Sciences / France

Quoi que nous fassions, ce sera vu comme «ce que les terroristes veulent»

Temps de lecture : 2 min

Observer les effets d'un événement n'est pas le meilleur moyen d'en comprendre les causes.

Combattant de l'Etat islamiste, juin 2014 | Reuters/ Stringer Irak
Combattant de l'Etat islamiste, juin 2014 | Reuters/ Stringer Irak

Après les attentats, nous avons vu fleurir des explications de toutes sortes indiquant que ce qui se produisait correspondait exactement à «ce que les terroristes voulaient». Les gens qui ne sortent plus dans la rue? C’est exactement ce que les terroristes voulaient. La France qui augmente ses frappes? C’est aussi ce que les terroristes voulaient. Les invectives contre les musulmans et l’Islam? Voilà encore une fois «ce que les terroristes voulaient».
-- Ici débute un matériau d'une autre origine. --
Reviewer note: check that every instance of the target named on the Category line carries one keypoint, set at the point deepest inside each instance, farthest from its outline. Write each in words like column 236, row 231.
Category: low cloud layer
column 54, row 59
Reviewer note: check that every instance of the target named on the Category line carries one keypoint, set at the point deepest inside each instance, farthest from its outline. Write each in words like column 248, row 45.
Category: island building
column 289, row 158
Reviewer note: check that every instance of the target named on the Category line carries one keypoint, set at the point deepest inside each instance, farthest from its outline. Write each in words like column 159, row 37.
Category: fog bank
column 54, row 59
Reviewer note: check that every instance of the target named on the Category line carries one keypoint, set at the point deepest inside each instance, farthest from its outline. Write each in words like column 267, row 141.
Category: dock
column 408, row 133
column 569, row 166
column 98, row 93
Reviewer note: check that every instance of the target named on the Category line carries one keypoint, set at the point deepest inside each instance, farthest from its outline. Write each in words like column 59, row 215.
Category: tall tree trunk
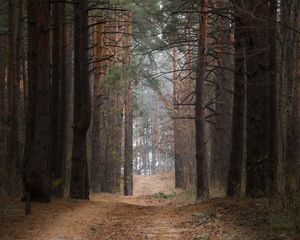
column 36, row 153
column 201, row 161
column 96, row 124
column 79, row 186
column 56, row 143
column 222, row 131
column 128, row 178
column 271, row 172
column 14, row 68
column 236, row 175
column 64, row 101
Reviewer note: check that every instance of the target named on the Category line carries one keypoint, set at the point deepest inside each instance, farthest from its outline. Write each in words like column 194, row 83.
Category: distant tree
column 36, row 152
column 79, row 186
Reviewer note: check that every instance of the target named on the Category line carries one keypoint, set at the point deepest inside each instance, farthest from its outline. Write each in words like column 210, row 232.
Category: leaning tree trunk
column 13, row 101
column 36, row 153
column 128, row 178
column 56, row 146
column 222, row 130
column 201, row 161
column 79, row 186
column 96, row 116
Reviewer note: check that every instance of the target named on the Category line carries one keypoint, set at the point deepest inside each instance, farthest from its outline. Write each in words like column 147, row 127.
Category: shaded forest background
column 94, row 91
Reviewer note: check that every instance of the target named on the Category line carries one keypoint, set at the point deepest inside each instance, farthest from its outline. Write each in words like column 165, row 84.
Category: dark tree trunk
column 273, row 159
column 79, row 187
column 14, row 91
column 221, row 132
column 128, row 178
column 236, row 173
column 201, row 161
column 96, row 123
column 56, row 144
column 258, row 100
column 36, row 153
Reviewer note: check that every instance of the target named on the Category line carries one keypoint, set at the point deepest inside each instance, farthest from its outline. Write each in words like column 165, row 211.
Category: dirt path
column 113, row 217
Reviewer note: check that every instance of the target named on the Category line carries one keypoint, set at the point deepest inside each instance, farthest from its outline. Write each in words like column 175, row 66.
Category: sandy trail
column 140, row 217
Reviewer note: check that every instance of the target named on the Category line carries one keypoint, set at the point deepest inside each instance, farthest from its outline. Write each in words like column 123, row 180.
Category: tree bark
column 128, row 178
column 201, row 161
column 36, row 153
column 79, row 186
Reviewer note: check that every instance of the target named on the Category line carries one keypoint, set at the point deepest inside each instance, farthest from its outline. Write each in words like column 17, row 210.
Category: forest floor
column 156, row 211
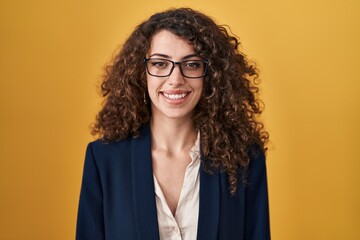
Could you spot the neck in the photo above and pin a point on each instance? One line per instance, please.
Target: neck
(172, 135)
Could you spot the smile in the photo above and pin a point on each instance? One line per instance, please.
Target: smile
(175, 96)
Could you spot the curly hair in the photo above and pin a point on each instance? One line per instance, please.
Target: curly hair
(227, 113)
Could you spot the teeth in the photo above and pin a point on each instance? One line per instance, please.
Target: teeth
(175, 96)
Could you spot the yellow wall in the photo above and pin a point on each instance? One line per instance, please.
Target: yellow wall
(51, 58)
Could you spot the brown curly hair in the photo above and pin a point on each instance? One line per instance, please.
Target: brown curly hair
(227, 113)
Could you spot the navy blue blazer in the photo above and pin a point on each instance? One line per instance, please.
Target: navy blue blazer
(117, 199)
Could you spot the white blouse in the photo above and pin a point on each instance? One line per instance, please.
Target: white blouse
(182, 226)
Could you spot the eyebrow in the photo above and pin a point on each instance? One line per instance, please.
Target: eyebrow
(167, 56)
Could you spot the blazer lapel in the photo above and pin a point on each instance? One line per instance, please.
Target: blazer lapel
(209, 205)
(143, 186)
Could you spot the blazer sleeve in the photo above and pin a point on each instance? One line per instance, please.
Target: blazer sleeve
(257, 226)
(90, 220)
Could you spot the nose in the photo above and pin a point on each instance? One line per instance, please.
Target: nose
(176, 78)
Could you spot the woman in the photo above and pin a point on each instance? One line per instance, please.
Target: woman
(180, 153)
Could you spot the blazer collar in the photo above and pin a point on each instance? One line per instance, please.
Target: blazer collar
(143, 186)
(209, 205)
(144, 193)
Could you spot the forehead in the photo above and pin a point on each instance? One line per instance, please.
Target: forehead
(167, 43)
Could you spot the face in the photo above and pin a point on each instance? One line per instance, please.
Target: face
(174, 96)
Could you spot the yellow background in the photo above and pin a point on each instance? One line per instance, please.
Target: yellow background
(52, 55)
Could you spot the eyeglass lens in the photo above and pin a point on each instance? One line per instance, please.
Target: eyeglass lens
(163, 67)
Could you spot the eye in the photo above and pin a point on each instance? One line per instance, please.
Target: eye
(192, 65)
(158, 63)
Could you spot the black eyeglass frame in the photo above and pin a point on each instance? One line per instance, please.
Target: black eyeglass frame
(173, 66)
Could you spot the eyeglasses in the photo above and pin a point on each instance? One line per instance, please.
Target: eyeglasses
(160, 67)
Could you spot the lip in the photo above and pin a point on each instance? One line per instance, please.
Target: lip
(175, 97)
Mais, remarque Max Abrahms, maître de conférences à l’université Northeastern à Boston, aux États-Unis, ces remarques sont rarement fondées sur une connaissance précise de Daech. Elles reposent le plus souvent sur une simple observation des effets des évènements. Comme si les conséquences des attentats apportaient une justification a posteriori suffisante pour expliquer les motivations de l’organisation terroriste. Or, il s’agit là d’un mécanisme psychologique courant, et qui porte un nom: la théorie de l’inférence, explique Max Abrahms.

Cette théorie est développée par le psychologue Edward Jones, lui-même inspiré par Fritz Heider, théoricien de la psychologie de l’attribution. Nous sommes tous des «psychologues en herbe», un peu «naïfs», explique Fritz Heider. Mais si les explications que nous donnons procèdent d’une certaine logique, elles sont souvent simplistes. Edward Jones donne un exemple: un enfant remarque que sa mère a fermé la porte de la pièce où tous les deux se trouvaient, et la pièce devient plus calme. Le garçon se dit alors que sa mère voulait plus de calme. Et c’est souvent le cas, mais ce peut aussi être un leurre: et si quelqu’un était en train d’épier par la porte?
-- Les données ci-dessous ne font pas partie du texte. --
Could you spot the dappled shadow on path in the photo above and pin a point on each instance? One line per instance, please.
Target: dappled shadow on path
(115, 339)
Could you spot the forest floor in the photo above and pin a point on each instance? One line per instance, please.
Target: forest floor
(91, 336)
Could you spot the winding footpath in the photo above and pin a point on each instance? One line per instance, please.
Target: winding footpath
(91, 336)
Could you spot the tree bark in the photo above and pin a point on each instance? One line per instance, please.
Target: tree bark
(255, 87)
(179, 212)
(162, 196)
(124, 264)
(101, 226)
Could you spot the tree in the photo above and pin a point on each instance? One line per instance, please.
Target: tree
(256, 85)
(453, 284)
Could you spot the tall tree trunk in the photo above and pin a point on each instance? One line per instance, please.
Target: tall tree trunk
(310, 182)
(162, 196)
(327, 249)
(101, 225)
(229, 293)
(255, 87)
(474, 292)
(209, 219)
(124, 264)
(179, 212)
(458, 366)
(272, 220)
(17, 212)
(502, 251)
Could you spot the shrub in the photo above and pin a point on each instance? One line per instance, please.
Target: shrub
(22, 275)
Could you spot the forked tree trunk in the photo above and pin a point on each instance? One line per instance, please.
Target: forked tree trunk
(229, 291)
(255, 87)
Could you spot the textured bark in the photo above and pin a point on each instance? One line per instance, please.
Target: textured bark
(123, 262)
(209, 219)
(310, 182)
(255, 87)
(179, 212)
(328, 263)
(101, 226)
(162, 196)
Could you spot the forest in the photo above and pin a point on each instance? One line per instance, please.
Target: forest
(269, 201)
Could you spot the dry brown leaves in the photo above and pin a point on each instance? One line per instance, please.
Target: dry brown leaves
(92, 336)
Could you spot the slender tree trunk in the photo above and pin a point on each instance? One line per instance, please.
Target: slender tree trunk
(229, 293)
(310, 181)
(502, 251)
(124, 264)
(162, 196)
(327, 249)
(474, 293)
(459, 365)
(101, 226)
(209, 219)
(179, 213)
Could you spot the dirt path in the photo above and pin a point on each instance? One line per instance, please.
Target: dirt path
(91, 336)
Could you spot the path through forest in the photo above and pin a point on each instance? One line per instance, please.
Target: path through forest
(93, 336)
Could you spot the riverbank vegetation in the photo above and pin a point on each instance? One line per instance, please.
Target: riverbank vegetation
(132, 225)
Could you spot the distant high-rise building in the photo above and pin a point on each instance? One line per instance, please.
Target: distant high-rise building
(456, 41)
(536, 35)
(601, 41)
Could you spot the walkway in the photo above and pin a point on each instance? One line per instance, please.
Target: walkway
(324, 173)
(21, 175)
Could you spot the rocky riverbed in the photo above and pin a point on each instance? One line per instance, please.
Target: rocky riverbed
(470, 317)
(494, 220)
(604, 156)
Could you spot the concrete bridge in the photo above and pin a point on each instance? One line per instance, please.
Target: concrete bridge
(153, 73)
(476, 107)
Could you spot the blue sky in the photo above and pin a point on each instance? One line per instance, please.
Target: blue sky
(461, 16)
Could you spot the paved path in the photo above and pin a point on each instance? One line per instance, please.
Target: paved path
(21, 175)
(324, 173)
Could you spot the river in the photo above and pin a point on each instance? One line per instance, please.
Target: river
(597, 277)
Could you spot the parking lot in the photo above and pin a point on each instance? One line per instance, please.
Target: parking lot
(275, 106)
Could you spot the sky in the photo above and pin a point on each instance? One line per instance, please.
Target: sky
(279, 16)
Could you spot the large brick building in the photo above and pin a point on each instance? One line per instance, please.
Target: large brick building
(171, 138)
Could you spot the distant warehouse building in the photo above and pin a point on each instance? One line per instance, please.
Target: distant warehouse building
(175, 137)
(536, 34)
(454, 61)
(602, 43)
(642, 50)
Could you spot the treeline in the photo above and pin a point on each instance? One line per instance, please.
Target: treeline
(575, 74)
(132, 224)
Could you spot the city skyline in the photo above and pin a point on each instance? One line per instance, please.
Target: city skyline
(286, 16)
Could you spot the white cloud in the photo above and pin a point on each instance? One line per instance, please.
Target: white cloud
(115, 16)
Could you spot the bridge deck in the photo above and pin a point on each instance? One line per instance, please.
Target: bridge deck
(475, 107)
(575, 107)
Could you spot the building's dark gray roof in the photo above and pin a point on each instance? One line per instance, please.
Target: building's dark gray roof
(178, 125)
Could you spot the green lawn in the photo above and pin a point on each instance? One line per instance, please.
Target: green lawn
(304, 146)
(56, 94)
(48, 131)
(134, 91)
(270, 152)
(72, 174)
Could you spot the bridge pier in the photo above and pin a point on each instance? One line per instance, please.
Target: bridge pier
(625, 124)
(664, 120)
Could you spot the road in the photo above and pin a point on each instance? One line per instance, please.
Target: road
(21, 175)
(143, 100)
Daech veut diviser les communautés?

Seule une étude rigoureuse de l’État islamique pourra nous permettre de comprendre leurs intentions, non une observation de la réalité induite par les attaques, plaide Max Abrahms. Mais cela ne veut pas dire que les causes tirées des conséquences observées ne rejoignent jamais les réalités tirées de l’analyse scientifique. Selon le chercheur Pierre-Jean Luizard, les violences observées contre la communauté musulmane seraient bien un des buts de Daech:

«L’État islamique essaie de faire en France ce qu’il a parfaitement réussi en Irak, en multipliant les violences envers certaines communautés, à savoir finir par convaincre les différentes communautés qu’elles ne pouvaient plus vivre ensemble», explique ce directeur de recherche au CNRS.

À la différence de nombre d'entre nous, Pierre-Jean Luizard tire ses conclusions à la suite d’une observation minutieuse de l'organisation terroriste. Pour essayer de comprendre la logique de Daech, nous devrions donc nous en tenir aux analyses de spécialistes, et non aux commentaires de toutes sortes, effectués empiriquement et dans la précipitation.